As Apple and other companies create products capable of providing more and more detailed health-related information, the U.S. Food and Drug Administration has decided to give the companies creating these devices breathing room to manufacture the devices free, for the most part, from the scrutiny of the agency (via Bloomberg Business).
The FDA's associate director for digital health, Bakul Patel, noted that while the agency will be more lenient on devices aimed at simply improving the lifestyle of its customers, more health-invasive features, like a glucose monitor app on the Apple Watch, will continue to be reviewed by the FDA.
"We are taking a very light touch, an almost hands-off approach," Patel, the FDA's associate director for digital health, said in an interview. "If you have technology that's going to motivate a person to stay healthy, that's not something we want to be engaged in."
The rule of thumb released in a few guidelines by the agency highlight that the FDA's focus will be on devices and software that are attempting to replicate, or mimic, the functionality of a medical service or device. Basic heart-rate and step-counting aspects of these wrist-worn devices will receive little-to-no regulation from the FDA.
Marketing will also be a factor for the agency, according to Patel. If a company is attempting to promote a product as being able to assist doctors in making medical decisions, "it will require more oversight." This is a concern not aimed currently at Apple's own Apple Watch and HealthKit, due to both's minimally invasive health-related functionality, but could become a concern in the future as Tim Cook himself echoed hopes of both platforms helping to pinpoint diseases and cancers in the near future.
"We have to be confident in what we are getting," Patel said. "The trajectory is there and all signals are headed that way, but by the same token the research and science should get us that confidence. It boils down to will it work or not."
"The FDA has a role to play for providing patients and consumers a level of confidence that they can use it," he said.

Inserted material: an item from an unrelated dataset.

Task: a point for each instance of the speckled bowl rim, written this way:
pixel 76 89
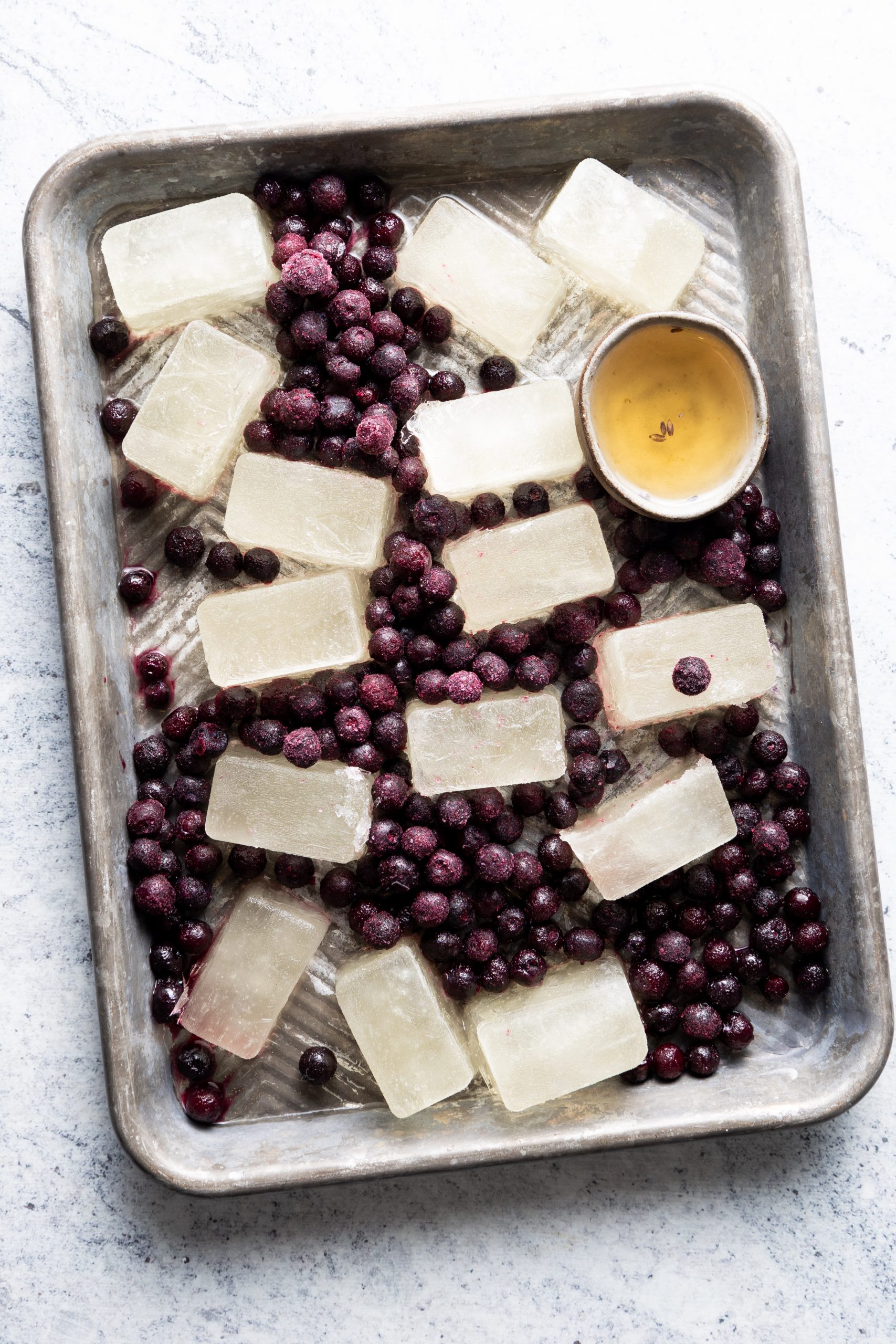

With a focus "only on the higher end of technology", Patel notes that the agency asks itself what kind of harm a user may face if the product fails, and uses that answer as a springboard into regulation of the product as a whole. The new laid-back angle is in stark opposition of how the tech world views the FDA, with most startups listing regulation by the agency as one of the biggest risks to a business "even when scrutiny is unlikely." Patel, and the FDA, knows of the issue and plans to hire new staff in assisting to "improve relations with technology companies" in the future.
Although the FDA's new lax approach to basic fitness-tracking will give companies more room to operate on their own terms, as technology for the smart wearables category moves forward, we'll no doubt see more and more glucose- and blood pressure-tracking applications in the future. Apple itself has met with the FDA several times in the past few years, with most recent discussions centering around the functions and regulations of the Apple Watch.